Estas cifras globais escondem, além disso, a extraordinária brecha geográfica que divide a Grã Bretanha. O desemprego em uma cidade como Cambridge, tradicional centro universitário e berço eterno de Prêmios Nobel, é de 1,8%. Na nortista Hull são 8%. Se comparadas estas cifras com as de desocupação durante a crise de 2008, se nota que a brecha entre ambas as cidades duplicou de 3,1 % a 6,2%. Até os pobres destas cidades esquecidas, são muito mais pobres dos de lugares com mais linhagem. Nas zonas de maior exclusão social de outra cidade nortista, Rochdale, há seis vezes mais pessoas que recebem seguro-desemprego que em áreas similares de Cambridge.
As cidades com escasso investimento privado e as que têm uma forte presença de operários da indústria pesada são as mais atingidas pela atual crise. Esta situação não é nova, mas se aprofundou nos últimos dois anos. O drástico ajuste fiscal anunciado pela coalizão conservadora-liberal democrata em outubro de 2010 calculou que se produziria uma perda de cerca de 500 mil empregos no setor público até 2015, fim do período governamental. O cálculo, que produziu gritos de horror naquele momento, era até generoso: a conta final será de 700 mil pessoas na rua. A cidade com o mais baixo nível de emprego do Reino Unido, Swamsea, perderá 5,6% de seus postos estatais nos próximos quatro anos.
A indústria, que em um primeiro momento parecia escapar da crise graças à desvalorização da libra, sentiu no último meio ano o dobro do impacto da crise do euro e da própria contração do mercado interno.
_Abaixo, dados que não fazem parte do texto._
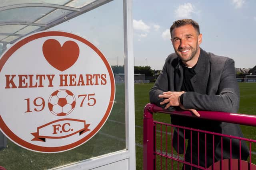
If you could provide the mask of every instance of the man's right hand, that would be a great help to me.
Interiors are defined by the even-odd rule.
[[[180,106],[180,108],[181,109],[182,109],[182,110],[188,110],[188,111],[190,111],[194,115],[196,115],[198,117],[200,117],[200,115],[199,114],[198,112],[197,112],[196,110],[195,109],[186,109],[185,108],[185,107],[184,107],[184,106],[183,106],[183,105],[180,105],[179,106]]]

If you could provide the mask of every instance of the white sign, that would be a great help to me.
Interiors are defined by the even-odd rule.
[[[0,127],[26,149],[68,150],[99,131],[115,92],[111,67],[92,43],[66,32],[37,33],[0,59]]]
Longe de ser o motor de uma recuperação econômica, entrou novamente no plano inclinado que constitui sua existência desde o Thatcherismo. Se em 1979 havia uns sete milhões de operários, hoje a cifra é de 2,5 milhões e a sangria não parece ter terminado.
Este panorama econômico tem um correlato social. O relatório mostra que seis cidades do norte, entre elas Liverpool, sofreram uma hemorragia populacional devido às escassas perspectivas econômicas. O pólo oposto são imãs como Cambridge que conseguiram desenvolver uma “indústria do conhecimento” com sua reputação de Silicon Valley inglês. Em 2010 registrou mais patentes por 100 mil residentes que as seis cidades que lhe seguiam na comparação.
O desemprego juvenil é particularmente preocupante. Em outra cidade, Grimsby, uma de cada dez pessoas com menos de 25 anos recebe o seguro-desemprego. Em York a proporção é um a cada 40. Apesar dos distúrbios que pipocaram nas zonas pobres das grandes cidades em agosto, segundo o Left foot Forward, um influente blog de centro-esquerda, não há políticas governamentais específicas que levem em conta esta disparidade geográfica. A diretora de Centre for Cities, Alexandra Jones, prevê um agravamento da atual situação. “Este ano vai ser muito duro. Algumas cidades já foram muito castigadas pela recessão. O governo deveria intervir mais ativamente para ajudar as cidades a se adaptarem à economia global”, destacou Jones.